Many retailers regularly introduce new, short life-cycle products. Unlike existing products whose historical sales data may be an indicator of future sales, a new product does not have such data. Instead, a firm may have been selling similar products in the past and keeps a good record of them. In addition to demand/sales figures, the data record may contain rich information about the attributes (features) of the products, such as retail price, design style, and season, the so-called covariate information to demand. In this project we attempt to link a new product, by using covariate information, to “similar” products that were sold historically. Weights are used to measure similarities between the new product and historical products, and the values of those weights are estimated by employing machine learning methods  such as   k-nearest neighbours, classification and regression tree, and random forests, to the data.  Then, the pair of the realized demand of a similar historical product and its associated weight, together with those from other similar products, are utilised to approximate the expected profit and other quantities which take on the (conditional) demand distribution.
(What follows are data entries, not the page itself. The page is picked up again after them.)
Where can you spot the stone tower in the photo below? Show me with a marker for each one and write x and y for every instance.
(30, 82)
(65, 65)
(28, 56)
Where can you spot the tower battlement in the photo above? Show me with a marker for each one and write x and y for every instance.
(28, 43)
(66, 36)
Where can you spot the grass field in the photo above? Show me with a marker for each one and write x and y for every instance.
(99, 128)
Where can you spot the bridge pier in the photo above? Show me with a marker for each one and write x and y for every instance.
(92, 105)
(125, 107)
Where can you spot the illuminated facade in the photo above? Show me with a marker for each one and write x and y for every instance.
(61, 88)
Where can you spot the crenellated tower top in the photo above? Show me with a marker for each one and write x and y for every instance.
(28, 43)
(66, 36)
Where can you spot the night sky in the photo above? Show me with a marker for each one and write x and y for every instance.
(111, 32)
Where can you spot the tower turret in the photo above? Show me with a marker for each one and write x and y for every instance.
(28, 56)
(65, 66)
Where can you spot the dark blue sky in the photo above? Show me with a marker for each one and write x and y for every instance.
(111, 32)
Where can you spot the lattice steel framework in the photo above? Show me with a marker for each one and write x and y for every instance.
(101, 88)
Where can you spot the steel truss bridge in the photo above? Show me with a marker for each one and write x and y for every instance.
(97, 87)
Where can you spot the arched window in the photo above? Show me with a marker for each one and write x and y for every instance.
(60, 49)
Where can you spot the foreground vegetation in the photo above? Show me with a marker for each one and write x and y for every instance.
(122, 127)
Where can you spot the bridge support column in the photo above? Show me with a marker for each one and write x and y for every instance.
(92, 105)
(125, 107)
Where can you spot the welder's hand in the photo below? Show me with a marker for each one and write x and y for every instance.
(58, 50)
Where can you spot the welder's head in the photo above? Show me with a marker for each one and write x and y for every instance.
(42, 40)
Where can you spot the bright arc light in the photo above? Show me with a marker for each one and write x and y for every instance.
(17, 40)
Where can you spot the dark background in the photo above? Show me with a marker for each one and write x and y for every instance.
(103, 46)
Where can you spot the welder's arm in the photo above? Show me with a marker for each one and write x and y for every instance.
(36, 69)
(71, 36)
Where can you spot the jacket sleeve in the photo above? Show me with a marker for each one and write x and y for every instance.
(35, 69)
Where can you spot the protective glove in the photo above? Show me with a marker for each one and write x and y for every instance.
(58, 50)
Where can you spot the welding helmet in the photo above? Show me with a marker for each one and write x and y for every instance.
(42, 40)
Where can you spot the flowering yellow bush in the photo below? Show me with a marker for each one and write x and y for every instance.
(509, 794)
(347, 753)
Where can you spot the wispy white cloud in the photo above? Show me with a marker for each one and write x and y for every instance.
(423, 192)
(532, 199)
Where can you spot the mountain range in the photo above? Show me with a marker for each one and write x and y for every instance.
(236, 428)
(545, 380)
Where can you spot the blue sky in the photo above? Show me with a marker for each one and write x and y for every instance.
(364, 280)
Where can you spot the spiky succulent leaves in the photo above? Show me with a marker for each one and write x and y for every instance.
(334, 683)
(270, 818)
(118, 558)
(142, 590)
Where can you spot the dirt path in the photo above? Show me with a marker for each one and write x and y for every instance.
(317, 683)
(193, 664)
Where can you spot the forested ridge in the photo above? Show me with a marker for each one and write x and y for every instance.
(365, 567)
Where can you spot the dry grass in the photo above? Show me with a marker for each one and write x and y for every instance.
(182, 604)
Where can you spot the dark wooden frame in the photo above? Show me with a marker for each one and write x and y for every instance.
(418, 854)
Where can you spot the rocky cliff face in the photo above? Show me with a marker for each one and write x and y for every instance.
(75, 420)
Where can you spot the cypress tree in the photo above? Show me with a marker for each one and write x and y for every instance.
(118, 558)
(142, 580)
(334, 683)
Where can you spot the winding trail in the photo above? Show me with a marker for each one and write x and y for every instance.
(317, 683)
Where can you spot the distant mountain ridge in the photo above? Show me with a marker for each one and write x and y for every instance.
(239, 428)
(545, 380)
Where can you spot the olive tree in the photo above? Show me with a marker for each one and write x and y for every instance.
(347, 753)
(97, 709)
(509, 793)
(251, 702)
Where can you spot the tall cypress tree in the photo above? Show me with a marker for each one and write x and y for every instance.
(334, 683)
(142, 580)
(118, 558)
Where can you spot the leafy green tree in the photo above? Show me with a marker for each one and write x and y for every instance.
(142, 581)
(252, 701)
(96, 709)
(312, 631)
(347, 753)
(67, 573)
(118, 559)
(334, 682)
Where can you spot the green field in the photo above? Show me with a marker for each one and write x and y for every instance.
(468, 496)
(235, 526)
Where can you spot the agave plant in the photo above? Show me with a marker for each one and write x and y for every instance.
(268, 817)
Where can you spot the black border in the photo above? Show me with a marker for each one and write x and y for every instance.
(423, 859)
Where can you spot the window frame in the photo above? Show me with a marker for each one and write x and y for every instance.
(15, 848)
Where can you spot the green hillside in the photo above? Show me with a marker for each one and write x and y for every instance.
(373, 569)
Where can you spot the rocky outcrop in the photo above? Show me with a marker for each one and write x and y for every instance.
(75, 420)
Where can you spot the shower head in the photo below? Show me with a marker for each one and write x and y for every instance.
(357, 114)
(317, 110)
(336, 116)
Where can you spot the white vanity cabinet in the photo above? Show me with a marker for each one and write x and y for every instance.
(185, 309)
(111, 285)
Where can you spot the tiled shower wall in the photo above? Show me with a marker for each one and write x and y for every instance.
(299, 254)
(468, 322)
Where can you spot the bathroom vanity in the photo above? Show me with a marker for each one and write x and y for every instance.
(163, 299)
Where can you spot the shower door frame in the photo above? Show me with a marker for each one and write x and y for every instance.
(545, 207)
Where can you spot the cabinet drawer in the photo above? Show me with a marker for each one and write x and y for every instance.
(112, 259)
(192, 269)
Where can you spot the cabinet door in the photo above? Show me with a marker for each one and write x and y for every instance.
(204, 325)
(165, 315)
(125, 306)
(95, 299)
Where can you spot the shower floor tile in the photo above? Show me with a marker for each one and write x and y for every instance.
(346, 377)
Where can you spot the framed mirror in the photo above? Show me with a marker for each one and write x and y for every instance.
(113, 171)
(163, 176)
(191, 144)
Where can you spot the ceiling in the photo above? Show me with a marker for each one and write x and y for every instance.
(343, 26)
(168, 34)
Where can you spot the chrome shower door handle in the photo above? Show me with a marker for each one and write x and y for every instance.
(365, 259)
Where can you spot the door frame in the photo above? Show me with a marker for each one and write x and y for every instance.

This approach is applied to determine the optimal order quantities before a risk-averse firm launches a new product. Risk aversion requires the firm to attain a profit target with high confidence, which can be formulated as a value-at-risk (VaR) constraint. Besides devising efficient solutions, we also prove the proposed approximation to be asymptotically optimal even with the sample-dependent approximation for the VaR constraint. We will also use real-world data to verify our models and methods and present key managerial insights.